For example, as shown in FIG. 7, when external forces are applied to the air bladder 202, such as when an external force is applied to the frame of the head-mountable device in a direction of the face of the user, the air bladder 202 can compliantly deform to be compressed along at the direction of the applied force and/or expanded along a direction that is her saga and all to the direction of the applied force. Such deformation can be provided regardless of whether the valve 208 becomes active. Where the pressure within the air bladder 202 exceeds a threshold, the valve 208 can be activated to release air and/or other fluids therethrough to an external environment.
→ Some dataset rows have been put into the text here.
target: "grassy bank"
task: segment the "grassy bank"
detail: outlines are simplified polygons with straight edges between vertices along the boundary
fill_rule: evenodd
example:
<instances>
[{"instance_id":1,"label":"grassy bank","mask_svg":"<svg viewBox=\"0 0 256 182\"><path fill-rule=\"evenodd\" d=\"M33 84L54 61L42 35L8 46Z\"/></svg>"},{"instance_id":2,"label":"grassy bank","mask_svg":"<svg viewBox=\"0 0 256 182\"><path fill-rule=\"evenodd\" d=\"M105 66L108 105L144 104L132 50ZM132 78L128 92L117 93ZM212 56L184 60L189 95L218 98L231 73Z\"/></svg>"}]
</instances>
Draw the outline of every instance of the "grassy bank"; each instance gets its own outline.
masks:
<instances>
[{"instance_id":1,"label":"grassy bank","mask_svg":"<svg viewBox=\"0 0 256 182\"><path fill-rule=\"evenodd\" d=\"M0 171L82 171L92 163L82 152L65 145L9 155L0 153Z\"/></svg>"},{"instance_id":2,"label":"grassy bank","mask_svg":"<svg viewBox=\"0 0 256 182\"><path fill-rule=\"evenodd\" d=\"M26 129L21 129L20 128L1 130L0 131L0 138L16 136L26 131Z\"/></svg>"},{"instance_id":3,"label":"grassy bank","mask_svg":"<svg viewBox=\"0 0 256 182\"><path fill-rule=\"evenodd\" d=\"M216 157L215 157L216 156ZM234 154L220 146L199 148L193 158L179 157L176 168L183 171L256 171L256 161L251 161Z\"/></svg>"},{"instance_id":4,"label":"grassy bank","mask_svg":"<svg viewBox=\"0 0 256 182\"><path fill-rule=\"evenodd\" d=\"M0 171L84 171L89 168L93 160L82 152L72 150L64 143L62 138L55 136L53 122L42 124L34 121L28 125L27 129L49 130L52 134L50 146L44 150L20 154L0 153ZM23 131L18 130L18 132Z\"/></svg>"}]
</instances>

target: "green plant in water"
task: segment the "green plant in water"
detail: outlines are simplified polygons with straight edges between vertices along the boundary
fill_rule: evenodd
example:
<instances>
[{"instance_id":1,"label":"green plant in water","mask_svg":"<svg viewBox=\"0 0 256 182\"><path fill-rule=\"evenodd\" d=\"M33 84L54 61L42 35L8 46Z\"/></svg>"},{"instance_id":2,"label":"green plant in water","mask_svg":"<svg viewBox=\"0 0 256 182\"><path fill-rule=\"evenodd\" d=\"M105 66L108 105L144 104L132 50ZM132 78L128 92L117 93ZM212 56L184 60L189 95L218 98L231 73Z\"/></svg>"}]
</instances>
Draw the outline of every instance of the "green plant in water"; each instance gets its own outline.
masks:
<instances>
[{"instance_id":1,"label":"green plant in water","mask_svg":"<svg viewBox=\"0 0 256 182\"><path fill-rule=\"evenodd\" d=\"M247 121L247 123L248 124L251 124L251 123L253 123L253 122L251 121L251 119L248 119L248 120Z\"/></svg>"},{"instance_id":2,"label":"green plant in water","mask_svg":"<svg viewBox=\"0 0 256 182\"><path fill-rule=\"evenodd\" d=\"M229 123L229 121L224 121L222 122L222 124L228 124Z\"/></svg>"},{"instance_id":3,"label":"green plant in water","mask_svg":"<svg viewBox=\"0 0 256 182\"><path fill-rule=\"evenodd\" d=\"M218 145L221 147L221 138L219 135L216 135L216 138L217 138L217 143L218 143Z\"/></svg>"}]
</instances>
As shown in FIG. 8, when the external force has been removed, the air bladder 202 can return to its initial shape, for example by virtue of an intrinsic resilience provided by the outer wall 206. The valve 208 can further be activated to receive air and/or other fluids from the external environment to be drawn into the inner chamber of the air bladder 202. While the resilience to return to initial shape can be provided by the outer walls 206 of the air bladder 202, it will be understood that other features can be provided to bias the air bladder 202 to an initial shape. For example, the inner chamber of the air bladder 202 can include an elastic fill material, foam, springs, and/or other media that provides radially outwardly directed forces to the outer walls 206 of the air bladder 202.
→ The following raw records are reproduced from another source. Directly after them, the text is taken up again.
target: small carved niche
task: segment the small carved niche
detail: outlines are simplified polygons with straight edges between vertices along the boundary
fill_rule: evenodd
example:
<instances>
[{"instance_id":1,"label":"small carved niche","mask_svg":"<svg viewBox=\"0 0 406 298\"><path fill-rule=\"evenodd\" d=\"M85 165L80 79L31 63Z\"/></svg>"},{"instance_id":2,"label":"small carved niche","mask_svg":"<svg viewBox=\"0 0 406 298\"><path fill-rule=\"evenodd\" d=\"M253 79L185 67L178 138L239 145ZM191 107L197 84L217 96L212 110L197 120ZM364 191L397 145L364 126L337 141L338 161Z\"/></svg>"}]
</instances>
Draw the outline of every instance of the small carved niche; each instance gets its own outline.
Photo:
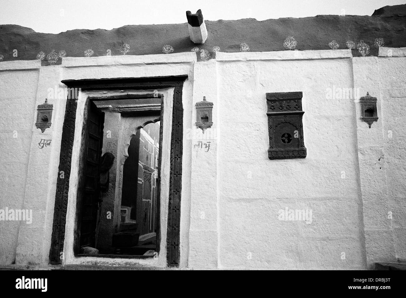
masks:
<instances>
[{"instance_id":1,"label":"small carved niche","mask_svg":"<svg viewBox=\"0 0 406 298\"><path fill-rule=\"evenodd\" d=\"M266 94L270 159L304 158L302 92Z\"/></svg>"},{"instance_id":2,"label":"small carved niche","mask_svg":"<svg viewBox=\"0 0 406 298\"><path fill-rule=\"evenodd\" d=\"M43 133L45 129L51 127L51 119L53 105L48 103L48 100L45 99L45 103L39 105L37 108L37 122L35 126Z\"/></svg>"},{"instance_id":3,"label":"small carved niche","mask_svg":"<svg viewBox=\"0 0 406 298\"><path fill-rule=\"evenodd\" d=\"M206 101L205 96L203 101L196 103L196 126L202 129L203 133L213 125L212 111L213 103Z\"/></svg>"},{"instance_id":4,"label":"small carved niche","mask_svg":"<svg viewBox=\"0 0 406 298\"><path fill-rule=\"evenodd\" d=\"M378 111L376 108L376 98L369 95L367 92L366 96L359 99L361 103L361 120L366 122L371 128L372 123L378 120Z\"/></svg>"}]
</instances>

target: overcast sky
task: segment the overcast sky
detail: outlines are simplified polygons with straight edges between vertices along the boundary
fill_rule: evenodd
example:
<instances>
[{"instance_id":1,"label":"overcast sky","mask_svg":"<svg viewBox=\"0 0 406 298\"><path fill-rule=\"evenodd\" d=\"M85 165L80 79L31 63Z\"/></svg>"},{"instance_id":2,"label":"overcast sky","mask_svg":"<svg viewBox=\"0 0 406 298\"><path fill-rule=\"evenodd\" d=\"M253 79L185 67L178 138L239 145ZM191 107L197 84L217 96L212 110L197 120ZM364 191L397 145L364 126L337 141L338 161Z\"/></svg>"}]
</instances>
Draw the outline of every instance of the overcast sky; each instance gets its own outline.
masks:
<instances>
[{"instance_id":1,"label":"overcast sky","mask_svg":"<svg viewBox=\"0 0 406 298\"><path fill-rule=\"evenodd\" d=\"M126 25L186 22L186 12L202 10L205 19L258 20L317 15L371 15L406 0L0 0L0 24L37 32L111 29Z\"/></svg>"}]
</instances>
As shown in FIGS. 9-10, an air bladder 202 can be provided with different features to provide different performance characteristics. For example, the outer walls 206 of an air bladder 202 can have a thickness that provides enhanced the resilience. Where the thickness of the outer walls 206 is greater, the air bladder 202 can provide less compliance and a more rapid return to an initial shape. For example, lower bladders can have walls that are thinner, and an upper bladder can have walls that are thicker than the walls of the lower bladders. By providing the upper bladder with thicker walls, the upper bladder can be more resilient, and the lower bladders can be more responsive to applied forces. Accordingly, upon an impact event, the lower bladders can provide a greater amount of relief at the cheeks of the user than will be provided by the upper bladder at the forehead of the user.

Additionally or alternatively, lower bladders can have walls that are thicker than the walls of the upper bladder. Additionally or alternatively, side bladders can have walls that are thicker or thinner than the walls of the lower bladders and/or the upper bladder. Additionally or alternatively, the material of a bladder can be different than the material of another bladder. For example, the material of one bladder can have a different modulus of elasticity than the other bladder.
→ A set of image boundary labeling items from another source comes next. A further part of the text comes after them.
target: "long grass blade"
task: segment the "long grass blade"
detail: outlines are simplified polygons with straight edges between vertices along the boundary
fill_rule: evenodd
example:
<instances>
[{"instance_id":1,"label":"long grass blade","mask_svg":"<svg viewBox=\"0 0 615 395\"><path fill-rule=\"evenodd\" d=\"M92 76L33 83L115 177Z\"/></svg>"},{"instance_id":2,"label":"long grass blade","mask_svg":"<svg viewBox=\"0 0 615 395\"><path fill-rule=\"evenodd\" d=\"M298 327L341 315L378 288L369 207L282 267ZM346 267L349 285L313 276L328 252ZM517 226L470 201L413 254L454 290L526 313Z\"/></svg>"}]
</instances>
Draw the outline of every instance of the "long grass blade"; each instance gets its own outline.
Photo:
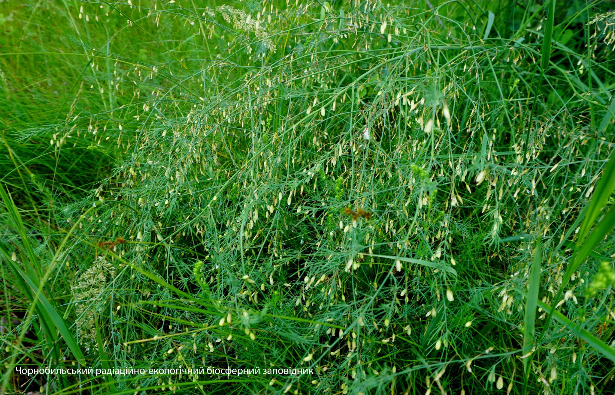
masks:
<instances>
[{"instance_id":1,"label":"long grass blade","mask_svg":"<svg viewBox=\"0 0 615 395\"><path fill-rule=\"evenodd\" d=\"M551 40L553 39L553 23L555 18L555 1L549 2L549 15L544 26L544 36L542 37L542 47L541 49L541 67L545 70L549 66L551 58Z\"/></svg>"},{"instance_id":2,"label":"long grass blade","mask_svg":"<svg viewBox=\"0 0 615 395\"><path fill-rule=\"evenodd\" d=\"M528 284L528 297L525 301L525 317L523 319L523 350L524 354L531 352L534 345L534 332L536 325L536 302L540 291L541 262L542 260L542 244L539 238L536 239L534 250L534 261L530 272L530 283ZM526 375L530 373L530 359L523 359Z\"/></svg>"}]
</instances>

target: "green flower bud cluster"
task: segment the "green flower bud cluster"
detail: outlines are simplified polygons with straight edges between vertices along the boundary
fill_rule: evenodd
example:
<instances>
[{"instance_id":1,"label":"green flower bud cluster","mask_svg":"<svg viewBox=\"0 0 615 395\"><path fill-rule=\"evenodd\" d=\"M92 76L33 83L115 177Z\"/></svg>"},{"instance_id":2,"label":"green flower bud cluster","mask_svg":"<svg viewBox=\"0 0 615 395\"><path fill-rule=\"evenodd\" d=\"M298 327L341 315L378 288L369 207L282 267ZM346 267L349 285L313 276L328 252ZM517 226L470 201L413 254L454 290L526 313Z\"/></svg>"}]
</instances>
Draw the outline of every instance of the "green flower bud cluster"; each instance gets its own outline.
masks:
<instances>
[{"instance_id":1,"label":"green flower bud cluster","mask_svg":"<svg viewBox=\"0 0 615 395\"><path fill-rule=\"evenodd\" d=\"M609 262L603 261L600 263L598 273L593 276L591 284L585 289L585 294L587 296L593 296L598 289L613 287L614 283L615 274L613 273L613 268Z\"/></svg>"},{"instance_id":2,"label":"green flower bud cluster","mask_svg":"<svg viewBox=\"0 0 615 395\"><path fill-rule=\"evenodd\" d=\"M341 200L344 197L344 179L341 176L335 180L335 198Z\"/></svg>"},{"instance_id":3,"label":"green flower bud cluster","mask_svg":"<svg viewBox=\"0 0 615 395\"><path fill-rule=\"evenodd\" d=\"M429 174L427 174L425 169L419 166L417 166L416 165L410 165L410 170L412 170L412 173L415 173L421 178L426 178L429 176Z\"/></svg>"}]
</instances>

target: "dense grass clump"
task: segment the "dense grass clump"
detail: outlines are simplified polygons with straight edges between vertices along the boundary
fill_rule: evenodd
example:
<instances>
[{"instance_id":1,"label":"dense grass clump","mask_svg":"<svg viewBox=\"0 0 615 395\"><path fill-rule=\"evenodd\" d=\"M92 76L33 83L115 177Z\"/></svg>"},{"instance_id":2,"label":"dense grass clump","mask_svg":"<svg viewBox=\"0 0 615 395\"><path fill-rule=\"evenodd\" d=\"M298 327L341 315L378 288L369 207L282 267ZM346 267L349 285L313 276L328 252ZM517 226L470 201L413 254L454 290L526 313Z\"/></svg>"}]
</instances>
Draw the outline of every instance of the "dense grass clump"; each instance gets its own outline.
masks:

As shown in FIGS. 11-12, an air bladder 202 can include other features to provide particular performance characteristics. For example, an air bladder 202 can include inner walls 216 that extend into an inner chamber are defined by the outer walls 206. The inner walls 216 can limit and/or direct flow of air and/or another fluid through the air bladder 202. By further example, as shown in FIG. 11, the inner walls 216 can form a tortuous pathway for passage of air to and/or from the valve 208. With such a pathway, the time required to move air and/or another fluid through the air bladder 202 can be extended.

As shown in FIG. 12, the inner walls 216 of the air bladder 202 can interact with the outer walls 206 upon deformation of the air bladder 202. Such an interaction can further limit flow through the chamber, for example by narrowing the passageways. The inner walls 216 can further provide additional resilience to the air bladder 202. For example, as the air bladder 202 deforms, the inner walls 216 can be compressed or otherwise deformed from a preferred and/or relaxed configuration. Where the inner walls 216 have an intrinsic resilience to return to an initial shape, the inner walls 216 can push off of the outer walls 206 or otherwise urge the air bladder 202 to return to its own initial shape.

Other features of the air bladder 202 can limit flow therethrough and/or enhance compliance and/or resilience. For example, the air bladder 202 can include flow restrictors, valves, torturous pathways, and/or obstructions to limit flow therethrough. Or alternatively, the inner chamber of the air bladder 202 can include an elastic fill material, foam, springs, and/or other media that provides radially outwardly directed forces to the outer walls 206 of the air bladder 202.

Referring now to FIG. 13, components of the head-mountable device can be operably connected to provide the performance described herein. FIG. 13 shows a simplified block diagram of an illustrative head-mountable device 100 in accordance with one embodiment of the invention. It will be appreciated that components described herein can be provided on one, some, or all of a frame, a light seal, and/or a head engager. It will be understood that additional components, different components, or fewer components than those illustrated may be utilized within the scope of the subject disclosure.

As shown in FIG. 13, the head-mountable device 100 can include a processor 150 (e.g., control circuity) with one or more processing units that include or are configured to access a memory 182 having instructions stored thereon. The instructions or computer programs may be configured to perform one or more of the operations or functions described with respect to the head-mountable device 100. The processor 150 can be implemented as any electronic device capable of processing, receiving, or transmitting data or instructions. For example, the processor 150 may include one or more of: a microprocessor, a central processing unit (CPU), an application-specific integrated circuit (ASIC), a digital signal processor (DSP), or combinations of such devices. As described herein, the term “processor” is meant to encompass a single processor or processing unit, multiple processors, multiple processing units, or other suitably configured computing element or elements.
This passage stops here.